Occasionally organizations have a separate WordPress site for content even with a team of Windows developers. It's easier for marketing to publish content with WordPress. Instead of using a separate shared host, Azure has the option to create an app with WordPress pre-installed.
Most people think running WordPress on a Windows server is senseless, but you get some kind of security from standard hacks that look for .htaccess or Apache vulnerabilities, and you can keep your web services all in one place. It only costs a few dollars to host the WordPress site, but you pay for traffic that hits the service so it might be much more if you have a high-traffic blog.

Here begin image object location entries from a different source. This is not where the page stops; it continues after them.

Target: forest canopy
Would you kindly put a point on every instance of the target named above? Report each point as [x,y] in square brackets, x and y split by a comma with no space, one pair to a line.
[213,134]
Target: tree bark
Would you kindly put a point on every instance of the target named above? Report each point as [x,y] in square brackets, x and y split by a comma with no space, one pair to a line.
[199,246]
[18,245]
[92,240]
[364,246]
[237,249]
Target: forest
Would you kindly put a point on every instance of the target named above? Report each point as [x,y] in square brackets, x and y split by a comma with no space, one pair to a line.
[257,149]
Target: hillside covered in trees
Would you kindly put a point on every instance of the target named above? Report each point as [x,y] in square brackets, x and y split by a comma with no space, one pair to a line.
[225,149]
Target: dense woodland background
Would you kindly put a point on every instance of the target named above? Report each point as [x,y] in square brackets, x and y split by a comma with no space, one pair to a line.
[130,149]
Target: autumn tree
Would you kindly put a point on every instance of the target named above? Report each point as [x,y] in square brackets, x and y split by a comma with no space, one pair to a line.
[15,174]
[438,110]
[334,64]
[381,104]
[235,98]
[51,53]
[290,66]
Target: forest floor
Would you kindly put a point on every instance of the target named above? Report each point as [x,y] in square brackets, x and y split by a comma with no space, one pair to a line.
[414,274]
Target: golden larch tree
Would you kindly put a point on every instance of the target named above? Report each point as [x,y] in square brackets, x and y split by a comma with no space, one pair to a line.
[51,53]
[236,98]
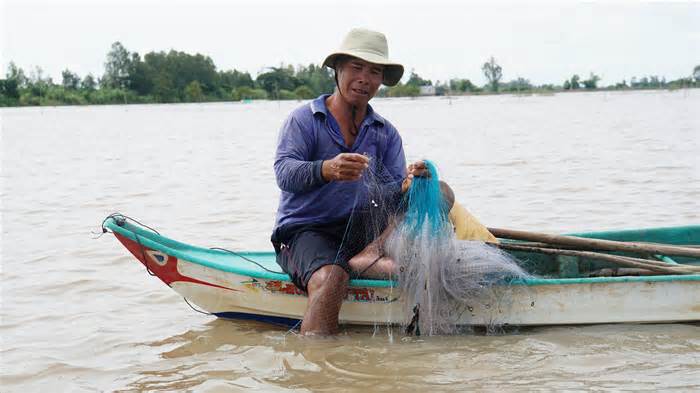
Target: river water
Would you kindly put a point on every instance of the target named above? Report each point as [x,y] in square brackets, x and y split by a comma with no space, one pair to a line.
[80,314]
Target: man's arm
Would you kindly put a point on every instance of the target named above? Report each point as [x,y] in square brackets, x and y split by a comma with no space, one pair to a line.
[295,171]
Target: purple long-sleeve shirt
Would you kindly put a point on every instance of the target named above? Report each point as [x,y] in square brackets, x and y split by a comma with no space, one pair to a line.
[311,135]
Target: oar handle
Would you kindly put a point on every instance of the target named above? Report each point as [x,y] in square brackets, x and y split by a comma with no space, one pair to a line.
[596,244]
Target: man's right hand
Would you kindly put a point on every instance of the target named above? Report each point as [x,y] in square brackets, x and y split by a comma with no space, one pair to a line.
[344,167]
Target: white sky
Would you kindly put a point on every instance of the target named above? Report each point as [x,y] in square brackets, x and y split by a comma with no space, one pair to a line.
[543,42]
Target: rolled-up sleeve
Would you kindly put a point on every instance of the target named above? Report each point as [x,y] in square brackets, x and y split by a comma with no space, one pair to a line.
[295,170]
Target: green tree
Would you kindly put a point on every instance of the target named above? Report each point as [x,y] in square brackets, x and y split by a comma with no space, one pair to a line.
[592,82]
[70,80]
[117,67]
[493,73]
[278,78]
[193,92]
[575,82]
[88,83]
[462,85]
[319,79]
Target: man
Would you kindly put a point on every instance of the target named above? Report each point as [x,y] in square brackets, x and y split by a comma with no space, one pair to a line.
[324,148]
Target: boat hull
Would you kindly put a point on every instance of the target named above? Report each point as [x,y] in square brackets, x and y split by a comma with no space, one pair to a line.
[651,299]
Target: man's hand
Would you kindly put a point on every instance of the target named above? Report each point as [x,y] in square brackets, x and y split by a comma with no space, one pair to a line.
[344,167]
[419,169]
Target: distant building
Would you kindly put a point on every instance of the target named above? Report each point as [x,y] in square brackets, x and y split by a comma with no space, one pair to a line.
[427,90]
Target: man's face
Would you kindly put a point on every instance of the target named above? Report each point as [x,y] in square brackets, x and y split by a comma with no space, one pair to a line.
[359,80]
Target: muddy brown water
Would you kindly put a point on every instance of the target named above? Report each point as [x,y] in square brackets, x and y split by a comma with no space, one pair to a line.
[79,314]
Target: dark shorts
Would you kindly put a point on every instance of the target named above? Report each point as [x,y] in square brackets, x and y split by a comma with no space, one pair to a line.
[303,249]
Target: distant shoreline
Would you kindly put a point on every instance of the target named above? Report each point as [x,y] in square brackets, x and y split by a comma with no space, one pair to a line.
[445,96]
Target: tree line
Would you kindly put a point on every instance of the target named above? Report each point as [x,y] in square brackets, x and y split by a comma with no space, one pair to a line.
[173,76]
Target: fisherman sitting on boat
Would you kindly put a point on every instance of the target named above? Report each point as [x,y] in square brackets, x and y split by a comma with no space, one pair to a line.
[323,149]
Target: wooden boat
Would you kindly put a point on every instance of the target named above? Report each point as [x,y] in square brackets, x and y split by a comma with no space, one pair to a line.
[250,285]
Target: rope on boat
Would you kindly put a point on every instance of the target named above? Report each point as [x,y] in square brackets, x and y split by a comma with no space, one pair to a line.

Azure has its Insights services as well, so you can monitor WordPress unlike traditional shared or VPS services where you need a third-party application. You also get monitoring and all the available infrastructure such as load balancing, SSL, and monitoring should you need it with the WordPress site. These aren't available with simple shared or VPS hosting. While running WordPress on Windows seems counterintuitive, running it in Azure is more beneficial for the enterprise that needs to keep detailed statistics on site usage and security from script kiddies that attack any public WordPress site with poor Linux management.
Most people will tell you that AWS is a better choice, but I preferred Azure's portal. I found spinning up services was more intuitive, but what sold me was the integration into Visual Studio.
If you're in an enterprise, the one advantage of Azure is that you can integrate Active Directory Services so that your network expands into Azure's cloud IaaS. This would be much better than building a separate portal that you must control with individual security settings. This eliminates the possibility of accidentally exposing data from incorrect security settings.
If you decide to try Azure, they give you the first 30 days free. AWS gives you 12 months, so users have longer to figure out settings. I found Azure beneficial and kept paying for a low-traffic, low-resource account until I could figure out if I wanted to permanently use it. I've had an account for two years now and don't plan to ever switch.